List Comp vs Generator vs Set Comp vs Dict Comp

FeatureList CompGeneratorSet CompDict Comp
Syntax[...](...){...}{k: v}
Resultlistiteratorsetdict
MemoryO(n)O(1)O(n)O(n)
EvaluationEagerLazyEagerEager
ReusableYesNo (once)YesYes
DuplicatesKeptKeptRemovedLast wins
Best forSmall/medium dataLarge data, one passUniquenessKey-value mapping

Pro Tips and Gotchas

Gotcha: Don't use comprehensions for side effects. A comprehension should produce a value. If you find yourself writing [print(x) for x in items] or [f.write(x) for x in items], use a for loop instead. The list of None values is wasteful and confusing.

Tip: Keep comprehensions readable. If a comprehension spans more than one line or uses deeply nested logic, a regular loop with helper variables is usually clearer. Readability counts more than brevity.

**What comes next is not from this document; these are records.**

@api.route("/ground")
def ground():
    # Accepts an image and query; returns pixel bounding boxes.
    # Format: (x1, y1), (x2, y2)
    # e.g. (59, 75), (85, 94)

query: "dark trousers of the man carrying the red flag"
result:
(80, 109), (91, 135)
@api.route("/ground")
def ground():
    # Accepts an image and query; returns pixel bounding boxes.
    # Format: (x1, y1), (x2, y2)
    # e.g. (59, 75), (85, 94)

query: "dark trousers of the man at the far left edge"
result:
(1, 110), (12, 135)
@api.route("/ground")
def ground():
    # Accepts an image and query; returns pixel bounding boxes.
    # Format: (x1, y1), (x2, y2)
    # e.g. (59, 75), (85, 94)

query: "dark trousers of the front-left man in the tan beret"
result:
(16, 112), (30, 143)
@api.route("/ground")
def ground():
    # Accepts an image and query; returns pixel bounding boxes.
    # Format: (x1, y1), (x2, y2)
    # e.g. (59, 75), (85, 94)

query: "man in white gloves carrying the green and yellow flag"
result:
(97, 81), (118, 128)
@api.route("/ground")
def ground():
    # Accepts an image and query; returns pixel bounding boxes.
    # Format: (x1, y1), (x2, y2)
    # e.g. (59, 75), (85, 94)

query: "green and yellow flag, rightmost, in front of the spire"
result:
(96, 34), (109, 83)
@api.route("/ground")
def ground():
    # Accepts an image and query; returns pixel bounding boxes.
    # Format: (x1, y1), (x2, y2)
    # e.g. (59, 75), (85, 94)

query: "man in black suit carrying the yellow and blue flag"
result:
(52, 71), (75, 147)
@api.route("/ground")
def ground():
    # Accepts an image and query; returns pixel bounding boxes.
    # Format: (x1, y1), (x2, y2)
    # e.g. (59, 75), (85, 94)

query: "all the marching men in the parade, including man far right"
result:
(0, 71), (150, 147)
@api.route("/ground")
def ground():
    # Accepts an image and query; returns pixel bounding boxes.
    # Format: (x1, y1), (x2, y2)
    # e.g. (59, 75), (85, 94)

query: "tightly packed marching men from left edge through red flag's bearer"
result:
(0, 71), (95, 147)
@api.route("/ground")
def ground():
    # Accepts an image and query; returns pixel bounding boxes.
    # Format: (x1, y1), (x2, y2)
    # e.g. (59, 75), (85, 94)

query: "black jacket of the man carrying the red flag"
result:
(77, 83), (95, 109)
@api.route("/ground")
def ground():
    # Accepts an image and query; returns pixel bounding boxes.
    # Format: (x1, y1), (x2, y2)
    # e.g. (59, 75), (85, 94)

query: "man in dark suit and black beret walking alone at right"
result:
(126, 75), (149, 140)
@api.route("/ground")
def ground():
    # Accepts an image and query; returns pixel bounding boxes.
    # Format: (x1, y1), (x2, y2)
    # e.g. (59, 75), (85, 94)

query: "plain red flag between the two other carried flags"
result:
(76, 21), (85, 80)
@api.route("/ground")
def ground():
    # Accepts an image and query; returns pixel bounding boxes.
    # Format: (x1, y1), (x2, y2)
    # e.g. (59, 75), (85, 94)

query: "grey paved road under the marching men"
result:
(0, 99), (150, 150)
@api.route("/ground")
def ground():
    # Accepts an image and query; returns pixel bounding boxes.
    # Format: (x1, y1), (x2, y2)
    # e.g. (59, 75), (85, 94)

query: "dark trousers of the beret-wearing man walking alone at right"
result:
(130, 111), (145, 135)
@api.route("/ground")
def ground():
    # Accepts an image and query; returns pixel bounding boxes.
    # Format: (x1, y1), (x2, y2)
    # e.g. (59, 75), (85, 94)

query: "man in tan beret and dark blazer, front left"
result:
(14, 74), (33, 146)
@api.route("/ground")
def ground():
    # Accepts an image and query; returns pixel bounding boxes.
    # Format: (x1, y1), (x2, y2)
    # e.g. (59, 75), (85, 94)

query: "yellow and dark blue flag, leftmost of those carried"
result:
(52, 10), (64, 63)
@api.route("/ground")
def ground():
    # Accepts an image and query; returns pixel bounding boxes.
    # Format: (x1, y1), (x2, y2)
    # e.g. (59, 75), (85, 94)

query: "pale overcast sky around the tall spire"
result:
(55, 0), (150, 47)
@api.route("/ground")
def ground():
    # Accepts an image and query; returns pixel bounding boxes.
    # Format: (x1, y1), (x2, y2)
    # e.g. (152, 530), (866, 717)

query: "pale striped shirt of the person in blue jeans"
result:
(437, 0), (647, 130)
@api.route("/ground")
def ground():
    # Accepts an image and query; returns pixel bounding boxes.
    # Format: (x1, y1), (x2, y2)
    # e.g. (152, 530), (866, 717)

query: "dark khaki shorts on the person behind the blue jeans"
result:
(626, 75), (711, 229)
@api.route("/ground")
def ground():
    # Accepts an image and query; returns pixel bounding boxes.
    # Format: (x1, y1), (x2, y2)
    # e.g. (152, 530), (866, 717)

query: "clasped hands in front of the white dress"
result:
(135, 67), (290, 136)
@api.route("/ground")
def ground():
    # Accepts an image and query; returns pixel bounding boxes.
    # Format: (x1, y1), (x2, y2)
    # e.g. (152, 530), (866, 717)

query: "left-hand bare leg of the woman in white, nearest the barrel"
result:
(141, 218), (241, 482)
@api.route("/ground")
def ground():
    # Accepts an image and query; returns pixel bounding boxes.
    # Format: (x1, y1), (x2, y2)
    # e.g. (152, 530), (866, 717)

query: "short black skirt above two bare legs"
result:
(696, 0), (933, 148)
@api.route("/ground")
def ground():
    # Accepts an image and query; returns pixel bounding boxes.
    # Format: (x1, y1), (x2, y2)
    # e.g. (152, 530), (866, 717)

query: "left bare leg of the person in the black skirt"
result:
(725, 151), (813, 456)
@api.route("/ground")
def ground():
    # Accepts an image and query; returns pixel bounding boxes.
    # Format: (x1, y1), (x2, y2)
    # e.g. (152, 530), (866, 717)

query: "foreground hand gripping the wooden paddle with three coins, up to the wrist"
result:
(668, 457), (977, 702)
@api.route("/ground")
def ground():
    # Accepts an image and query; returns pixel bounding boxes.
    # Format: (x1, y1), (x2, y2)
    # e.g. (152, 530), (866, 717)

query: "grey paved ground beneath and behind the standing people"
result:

Tip: Use generator expressions for large data. When processing files, database results, or streams, generator expressions keep memory usage constant. sum(x.price for x in orders) works on millions of rows without loading them all.

Tip: Walrus operator for pattern matching. Python 3.8's := operator is powerful inside comprehensions: [m.group(0) for line in lines if (m := re.search(r'\d+', line))]. It eliminates the need for two-pass logic or helper functions.

Tip: Avoid complex if-else chains. A comprehension with multiple nested ternary operators is hard to read. If you need x if a else y if b else z if c else w, consider a helper function or a loop with explicit branches.

Tip: Nested comprehensions are not always better. [[row[i] for row in matrix] for i in range(3)] transposes a matrix, but list(map(list, zip(*matrix))) is often clearer. Choose the version that future readers will understand fastest.